Cronaca

Tragica lite in famiglia: il figlio uccide la madre a coltellate, poi cerca il suicidio

Brutale omicidio a Bonate Sopra: il figlio di 39 anni ha ucciso la madre Gian Paola Previtali, 66 anni, con un coltello da cucina

Il triste ritorno a una normalità che tutti avrebbero preferito dimenticare, fatta di violenza, litigi e anche morte: un brutale omicidio sconvolge la Bergamasca, nel piccolo paese di Bonate Sopra. Martedì sera, poco prima delle 21.30, il figlio 39enne ha ucciso a coltellate la madre Gian Paola Previtali, 66 anni. Per lei purtroppo non c'è stato niente da fare.

Tutto è successo nell'abitazione della donna, in Via Lesina: il figlio era a cena da lei, come già successo tante altre volte. A quanto pare tra i due si è scatenata una violenta discussione, poi sfociata in tragedia: da una prima ricostruzione pare che il 39enne potrebbe aver ucciso la madre con un coltello da cucina.

Dopo l'omicidio, il tentato suicidio

Non si esclude che sia stato proprio lui a chiamare il 112, subito dopo aver compiuto il folle gesto: avrebbe anche cercato di togliersi la vita, con lo stesso coltello. E' stato trasferito in ospedale al Papa Giovanni da un'ambulanza della Croce Rossa: qui è attualmente ricoverato, non è in gravi condizioni ma è già in stato di fermo. E' accusato di omicidio.

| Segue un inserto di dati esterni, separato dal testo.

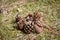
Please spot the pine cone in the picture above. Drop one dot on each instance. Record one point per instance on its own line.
(28, 28)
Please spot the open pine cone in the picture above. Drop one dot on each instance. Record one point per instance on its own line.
(30, 23)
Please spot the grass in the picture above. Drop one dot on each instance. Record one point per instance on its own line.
(51, 14)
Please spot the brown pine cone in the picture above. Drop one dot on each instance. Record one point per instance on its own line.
(28, 28)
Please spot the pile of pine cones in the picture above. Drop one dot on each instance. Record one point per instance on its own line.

A nulla sono valsi i disperati tentativi di rianimare la donna: sul posto anche l'automedica, l'ambulanza infermierizzata e un'altra autolettiga dei volontari di Treviglio. I rilievi sono stati affidati ai carabinieri, che hanno già raccolto indizi e testimonianze. Non ci sarebbero ormai più dubbi sulla triste dinamica.